I’m talking about luck, people (although, admittedly my mind may still be in the gutter after that burlesque show).
We had a day recently where sun/weekend/camera/family all combined, and the Let the Dog in! household went out, to our local park, Battle Point Park. An appropriate name given what happens with your child when it’s time to go….
Let the bird edufikationalism begin!
Many of these ducks are winter visitors to the Puget Sound area and will soon be taking off for….
some place to screw around to make baby ducks Canada or at least that pond by that mall north of Seattle.
We’ll start with the basics: Mallard.
A handsome enough fellow, kinda dapper-looking with that bright green head, but not too unusual. As a child I, personally, used to “feed da ducks” back home in Texas. These guys seem to live anywhere, the cockroach of ducks. They are the origin of almost every domestic duck. That’s a kind of fowl monopoly, isn’t it, not to be confused with another kind of foul monopoly, like Exxon or Perez Hilton.
Check out his gal pal:
Now them’s some hot breast feathers, eh?
Here’s one you may not know: American Wigeon (not to be confused with the Eurasian Wigeon, which waits in long lines for bread crumbs and worries about the state of the euro). These guys paddle along, all cool-like.
Well, I should say, at least we’re not Mallards.
Now we come to a new guy (for me, anyway): Ring-necked Duck.
He has a problem. Someone obviously named him without looking at him. Where’s the RING?? Beats me. If that stupid summer intern (or whoever was not being paid for a duck inventory) had seen him, they might’ve called him Spats-face Duck. But he does dive and dabble, so he can’t be all bad.

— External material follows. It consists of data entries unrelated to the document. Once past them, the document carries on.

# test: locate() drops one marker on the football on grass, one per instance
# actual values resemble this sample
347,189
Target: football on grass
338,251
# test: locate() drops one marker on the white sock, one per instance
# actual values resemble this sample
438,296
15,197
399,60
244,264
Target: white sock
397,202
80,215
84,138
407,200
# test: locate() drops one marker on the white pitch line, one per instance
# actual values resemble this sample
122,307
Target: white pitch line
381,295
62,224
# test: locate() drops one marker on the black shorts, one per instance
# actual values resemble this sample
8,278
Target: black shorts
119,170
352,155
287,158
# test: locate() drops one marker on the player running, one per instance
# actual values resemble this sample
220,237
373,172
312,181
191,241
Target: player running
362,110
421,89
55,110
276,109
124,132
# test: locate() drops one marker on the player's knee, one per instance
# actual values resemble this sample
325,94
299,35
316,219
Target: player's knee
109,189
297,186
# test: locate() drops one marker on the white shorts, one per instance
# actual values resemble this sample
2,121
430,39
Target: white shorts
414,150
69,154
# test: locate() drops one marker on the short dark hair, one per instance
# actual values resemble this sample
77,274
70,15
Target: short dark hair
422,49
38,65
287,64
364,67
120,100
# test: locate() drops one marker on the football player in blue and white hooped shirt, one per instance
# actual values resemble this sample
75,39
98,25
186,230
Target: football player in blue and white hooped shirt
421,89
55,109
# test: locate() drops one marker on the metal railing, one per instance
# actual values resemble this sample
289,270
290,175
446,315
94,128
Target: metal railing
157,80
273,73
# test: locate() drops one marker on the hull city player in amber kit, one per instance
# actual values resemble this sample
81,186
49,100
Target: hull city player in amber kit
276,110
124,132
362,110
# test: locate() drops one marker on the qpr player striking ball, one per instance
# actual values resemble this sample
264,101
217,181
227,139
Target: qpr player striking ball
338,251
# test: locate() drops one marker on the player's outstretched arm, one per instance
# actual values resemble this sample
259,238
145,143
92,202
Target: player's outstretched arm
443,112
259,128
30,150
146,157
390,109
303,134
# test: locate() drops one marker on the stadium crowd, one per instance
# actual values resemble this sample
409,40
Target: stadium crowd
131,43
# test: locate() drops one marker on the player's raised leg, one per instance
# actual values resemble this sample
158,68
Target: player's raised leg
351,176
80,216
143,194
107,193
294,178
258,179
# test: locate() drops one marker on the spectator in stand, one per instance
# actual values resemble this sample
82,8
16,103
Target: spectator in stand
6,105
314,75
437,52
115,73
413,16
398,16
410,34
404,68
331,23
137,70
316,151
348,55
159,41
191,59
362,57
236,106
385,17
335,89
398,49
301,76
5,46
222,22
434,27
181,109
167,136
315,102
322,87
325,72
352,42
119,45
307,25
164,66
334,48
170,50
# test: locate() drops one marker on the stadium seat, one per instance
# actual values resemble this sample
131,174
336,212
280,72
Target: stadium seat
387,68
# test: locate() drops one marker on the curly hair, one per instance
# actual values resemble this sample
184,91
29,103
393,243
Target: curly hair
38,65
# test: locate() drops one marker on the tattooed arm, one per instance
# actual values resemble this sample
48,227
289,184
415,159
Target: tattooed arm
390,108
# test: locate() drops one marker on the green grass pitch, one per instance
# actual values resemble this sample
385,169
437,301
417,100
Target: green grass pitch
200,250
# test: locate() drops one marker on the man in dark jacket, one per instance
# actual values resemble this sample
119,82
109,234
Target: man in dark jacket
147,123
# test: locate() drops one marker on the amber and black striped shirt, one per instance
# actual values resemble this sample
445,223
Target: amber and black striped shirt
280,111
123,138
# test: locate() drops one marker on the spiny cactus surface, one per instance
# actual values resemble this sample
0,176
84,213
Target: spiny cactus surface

Here, we come to a certain duck I knew from Alaskan summers: Bufflehead.
Small, but dramatic, he’s hard to miss in a crowd. While other ducks are skimming the surface, he’s a diver and not afraid to show it. He might be the James Bond of ducks.
Not sure what part of him that is, but it’s cute, yes? The wife watches: Haven’t you had enough? Don’t you dive when I’m talking to you!
Finally, we have what I can only guess is the butt of many quack-up jokes: Northern Shoveler.
Check out that ridiculous beak. Amazing he can lift his head. But he puts it to good use foraging across the water’s surface. And, well, you know what they say about big beaks….
Maybe I shouldn’t tease the Shoveler. Maybe he’s the Cyrano of ducks, a romantic at heart, disadvantaged by an unfortunate evolutionary twist. You know, like Richard Lewis.
Are you getting out and about where you live? Enjoying the shift into spring?